The Belgium captain converted a penalty 124 minutes and 44 seconds into Wednesday’s round-of-32 tie with Senegal in Seattle — the fifth minute of added time at the very end of extra time.
It settled a wild 3-2 comeback. Senegal led 2-0 with four minutes of normal time left before Romelu Lukaku and Tielemans forced extra time, and Tielemans then held his nerve from the spot after a lengthy VAR review, to break the record and set up a last-16 meeting with the United States.
The latest World Cup goals this century after Tielemans winner
Tielemans’ penalty, timed at 124:44, is comfortably the latest goal ever scored in a men’s World Cup match. The previous benchmark had sat in the 121st minute since 2006. Here is how the new record stacks up against the latest goals that came before it.

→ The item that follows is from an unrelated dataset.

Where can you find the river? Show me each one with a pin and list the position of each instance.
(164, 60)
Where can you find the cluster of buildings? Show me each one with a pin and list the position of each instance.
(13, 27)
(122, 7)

Youri Tielemans — Belgium 3-2 Senegal, 2026 (124:44)
The new record. His spot-kick in the fifth minute of extra-time stoppage completed Belgium’s recovery from 2-0 down and knocked Senegal out in the round of 32. It came after one of the longest VAR checks of the tournament for a foul by Lamine Camara.
Alessandro Del Piero — Italy 2-0 Germany, 2006 (120’+1)
The mark to beat for two decades. Del Piero swept home in the 121st minute of the semifinal in Dortmund, moments after Fabio Grosso had broken the deadlock, to send Italy to a final they went on to win.
Abdelmoumene Djabou — Germany 2-1 Algeria, 2014 (120’+1)
A late consolation that matched Del Piero’s timing. Djabou struck in the 121st minute of the round-of-16 tie in Porto Alegre, though it was not enough as eventual champions Germany held on after extra time.
Fabio Grosso — Italy 2-0 Germany, 2006 (119′)

The goal that finally cracked Germany, a minute before Del Piero’s. Grosso curled one in during the 119th minute of that same semifinal, with a penalty shootout looming.
Andrés Iniesta — Spain 1-0 Netherlands, 2010 (116′)
The most important late goal, and it’s not close. Iniesta’s 116th-minute finish in the Johannesburg final won Spain their only World Cup title.